Both the honey and the garlic have all sorts of uses. I’ll be back next week with some recipes but obvious places to start experimenting would be salad dressings and dips.
Cultural Fun
I went to see Plaza Suite at the Savoy Theatre. Much has been written about the £395 tickets to see Sarah Jessica Parker and her husband Matthew Broderick in the collection of three short plays by Neil Simon, but me and my friends got ours for £35.
It was…fine. Enjoyable but kind of slight. I suppose there’s a frisson to be had form seeing the partners in what is supposed to be one of showbusiness’ happiest marriages portray three unhappy couples, their woes all playing out in the same (seemingly cursed) hotel suite. But I wondered why they’d thrown their star power at Simon’s late-sixties period pieces which didn’t seem (to me) hugely relevant.
My group was all women in our mid-40s who had watched (and re-watched) Sex And The City at a formative age so it’s hard to see SJP without thinking of Carrie Bradshaw. In a recent New Yorker profile SJP demonstrated to the interviewer the difference between how she herself runs in heels and how Carrie runs in heels and you could see that she put a lot of effort here into physically distinguishing the Plaza Suite characters from Ms Bradshaw. But, just occasionally, in a twirl or a shrug, there she was.
James and I managed to see both Poor Things and Killers of the Flower Moon before Sunday’s Oscar ceremony. I’d been worried about the former as I had admired but not loved Yorgos Lanthimos’ previous films and was dreading the latter because of its length. But I enjoyed both. Especially Poor Things which reminded me, visually at least, of the massively underrated Mood Indigo.
I have podcast recommendations too and it seems apt, post-Oscars, that they are both film-related.

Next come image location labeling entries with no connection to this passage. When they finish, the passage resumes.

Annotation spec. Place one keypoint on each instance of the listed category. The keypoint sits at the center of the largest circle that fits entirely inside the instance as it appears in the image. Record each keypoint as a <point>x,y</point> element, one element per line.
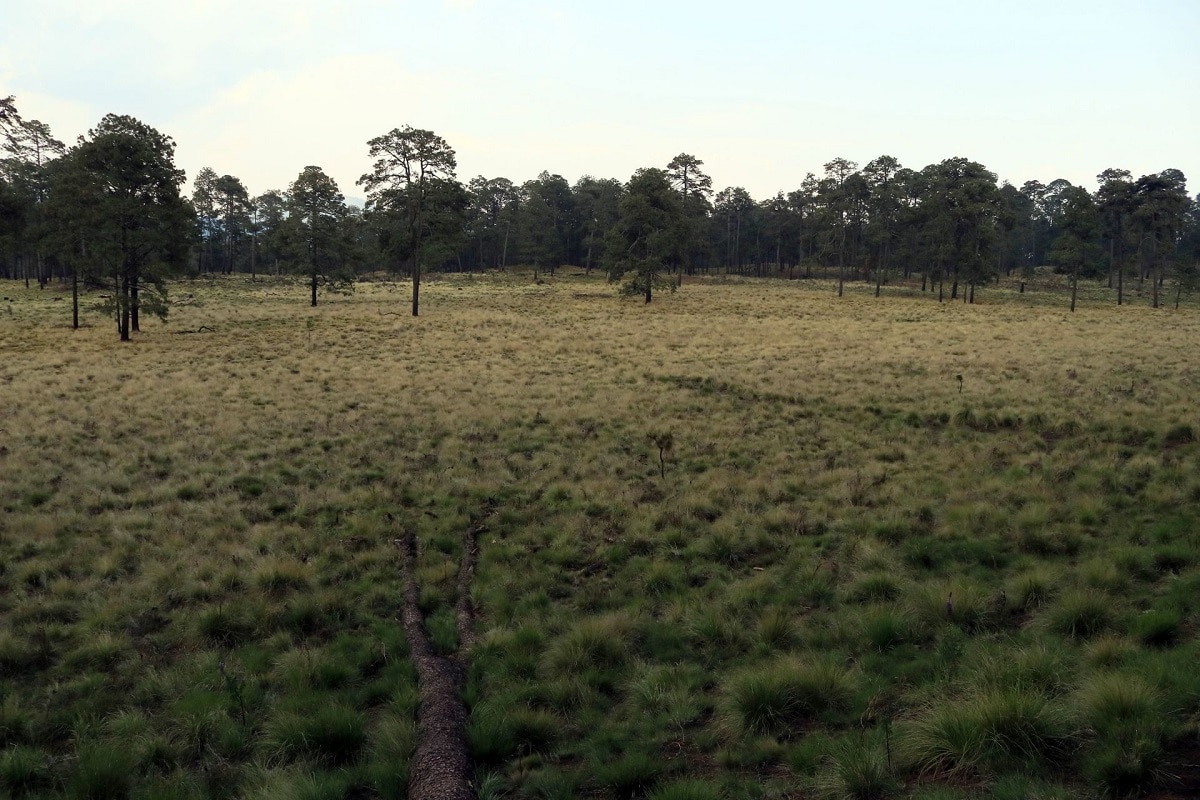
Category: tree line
<point>109,212</point>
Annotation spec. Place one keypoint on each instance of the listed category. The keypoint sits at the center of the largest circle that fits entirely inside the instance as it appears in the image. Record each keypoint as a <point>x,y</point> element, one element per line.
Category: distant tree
<point>885,193</point>
<point>598,209</point>
<point>1077,246</point>
<point>1115,200</point>
<point>115,205</point>
<point>549,221</point>
<point>313,233</point>
<point>1188,274</point>
<point>839,202</point>
<point>1161,205</point>
<point>491,216</point>
<point>731,210</point>
<point>269,211</point>
<point>961,209</point>
<point>695,188</point>
<point>647,239</point>
<point>233,209</point>
<point>28,151</point>
<point>408,162</point>
<point>204,203</point>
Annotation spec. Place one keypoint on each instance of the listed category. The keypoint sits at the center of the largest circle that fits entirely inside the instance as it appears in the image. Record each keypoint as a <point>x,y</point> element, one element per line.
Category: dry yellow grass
<point>238,480</point>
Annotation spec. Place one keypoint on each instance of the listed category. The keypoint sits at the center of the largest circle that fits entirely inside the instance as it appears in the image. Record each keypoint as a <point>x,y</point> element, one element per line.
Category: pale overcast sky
<point>761,91</point>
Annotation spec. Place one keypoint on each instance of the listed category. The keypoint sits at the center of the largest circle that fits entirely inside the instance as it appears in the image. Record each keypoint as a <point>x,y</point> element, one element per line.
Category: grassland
<point>749,541</point>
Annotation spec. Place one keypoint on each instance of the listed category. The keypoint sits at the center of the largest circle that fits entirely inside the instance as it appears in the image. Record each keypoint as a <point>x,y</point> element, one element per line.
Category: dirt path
<point>442,767</point>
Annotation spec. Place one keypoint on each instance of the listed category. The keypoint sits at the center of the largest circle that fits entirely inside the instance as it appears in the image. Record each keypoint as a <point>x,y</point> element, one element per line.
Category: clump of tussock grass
<point>883,629</point>
<point>688,789</point>
<point>857,770</point>
<point>329,734</point>
<point>1031,590</point>
<point>24,771</point>
<point>785,697</point>
<point>599,643</point>
<point>999,729</point>
<point>499,731</point>
<point>961,603</point>
<point>1080,614</point>
<point>102,771</point>
<point>630,775</point>
<point>875,587</point>
<point>1157,627</point>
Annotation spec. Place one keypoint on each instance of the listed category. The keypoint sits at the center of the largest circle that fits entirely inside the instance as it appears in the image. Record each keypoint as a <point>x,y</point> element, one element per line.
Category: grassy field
<point>749,541</point>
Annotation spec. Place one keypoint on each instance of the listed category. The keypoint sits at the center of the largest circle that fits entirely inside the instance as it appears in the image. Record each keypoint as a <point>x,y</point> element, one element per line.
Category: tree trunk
<point>75,298</point>
<point>135,306</point>
<point>123,307</point>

Malcolm Gladwell’s Revisionist History is running a very entertaining mini-series called Development Hell telling the stories of films that were, for a while, the talk of Tinseltown town yet never got made. I particularly liked this week’s episode about Bubbles, the Michael Jackson story told from the point of view of his chimpanzee!
More seriously, Who Trolled Amber from Tortoise is about how public opinion about the actor and her courtcase vs ex-husband Johnny Depp may have been manipulated by online bots. Reporter Alexi Mostrous (who always does great investigate work) takes what, on the face of it, seems a slightly frivolous story and makes it clear that something more sinister is at play.